V Prevost 1 , C Delorme 2 , 3 , N Heutte 4 , A Leconte 4 , C Bechet 5 , I Licaj 4 , R Bignon 3 , 6 , C Bisson 2 , 3 , S Cauchin 3 , 7 , M Gicquère 3 , 8 , MC Grach 3 , 8 , C Guillaumé 3 , 9 , J Le Garrec 3 , 7 , MC Ropartz 3 , 10 , N Roux 3 , 9 , V Sep Hieng 3 , 6 , A Le Chevalier 3 , 10 , B Clarisse 4
06 June 2019
Purpose: Patient education constitutes a relevant strategy to improve pain management. In the field of therapeutic patient education (TPE), we aimed 1) to assess pain impact in cancer patients, 2) to identify patients’ educative needs in pain management, and 3) to refine research criteria for its future evaluation.
Patients and methods: Pain intensity, relief and interference were assessed in 75 cancer patients with unbalanced background pain. Self-assessment questionnaire evaluated i) patients’ pain management and ii) their knowledge and needs in TPE.

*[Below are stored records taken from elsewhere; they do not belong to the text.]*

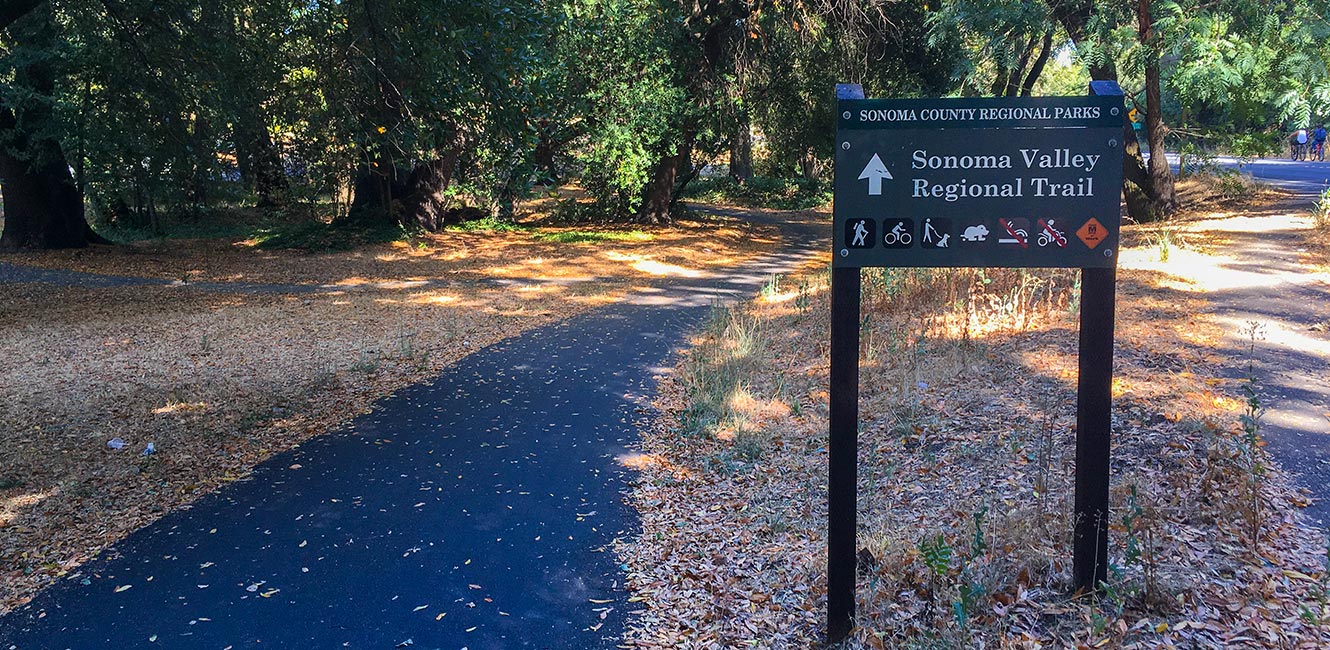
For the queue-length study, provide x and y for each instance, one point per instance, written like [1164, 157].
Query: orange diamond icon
[1092, 233]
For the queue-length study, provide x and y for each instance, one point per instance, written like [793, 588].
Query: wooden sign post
[975, 182]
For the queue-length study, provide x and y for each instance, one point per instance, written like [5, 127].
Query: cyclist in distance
[1298, 144]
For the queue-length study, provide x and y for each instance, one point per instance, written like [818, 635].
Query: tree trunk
[1038, 68]
[1075, 15]
[741, 149]
[260, 164]
[410, 197]
[660, 192]
[1163, 196]
[43, 205]
[544, 156]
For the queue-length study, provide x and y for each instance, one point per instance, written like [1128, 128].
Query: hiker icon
[861, 233]
[935, 237]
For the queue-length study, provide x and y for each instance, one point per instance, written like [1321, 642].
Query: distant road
[1302, 178]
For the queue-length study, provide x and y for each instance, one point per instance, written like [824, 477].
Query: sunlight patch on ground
[13, 505]
[435, 299]
[649, 266]
[1278, 334]
[177, 407]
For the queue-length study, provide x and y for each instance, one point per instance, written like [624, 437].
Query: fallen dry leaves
[966, 467]
[218, 380]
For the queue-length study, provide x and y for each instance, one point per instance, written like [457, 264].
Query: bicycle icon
[899, 235]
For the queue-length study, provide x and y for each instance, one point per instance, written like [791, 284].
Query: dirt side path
[1273, 303]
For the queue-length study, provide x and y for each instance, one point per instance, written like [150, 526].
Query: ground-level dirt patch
[966, 464]
[217, 380]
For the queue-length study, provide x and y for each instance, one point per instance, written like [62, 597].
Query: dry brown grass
[221, 380]
[967, 411]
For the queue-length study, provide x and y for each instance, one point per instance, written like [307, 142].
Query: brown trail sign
[976, 182]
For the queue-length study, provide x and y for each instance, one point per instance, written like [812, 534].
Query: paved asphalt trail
[476, 511]
[1264, 282]
[1268, 283]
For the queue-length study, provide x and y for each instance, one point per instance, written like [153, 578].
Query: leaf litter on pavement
[218, 380]
[966, 477]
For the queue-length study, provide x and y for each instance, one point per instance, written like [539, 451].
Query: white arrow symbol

Results: Most patients experienced pain for more than 6 months and 41.6% reported adequate pain relief. Understanding pain and pain management were major patients’ preferences (>58%). Most patients declared they knew their pain treatments, but fewer than half of them were able to name them. However, education concerning pain treatment was considered as essential in <30% of patients. Almost all patients (97.1%) stated pain education as beneficial, with a preference for individualized sessions (41.2%). In addition, the assessment criteria for its future evaluation were refined.
Conclusion: Targeted population mainly concerned patients with persistent pain. Only half of patients reported pain relief despite antalgics. Patient education was declared as beneficial for almost all participants.
Practice implications: Tailoring a pain TPE on patients’ needs has the potential to help them to optimally manage their pain daily.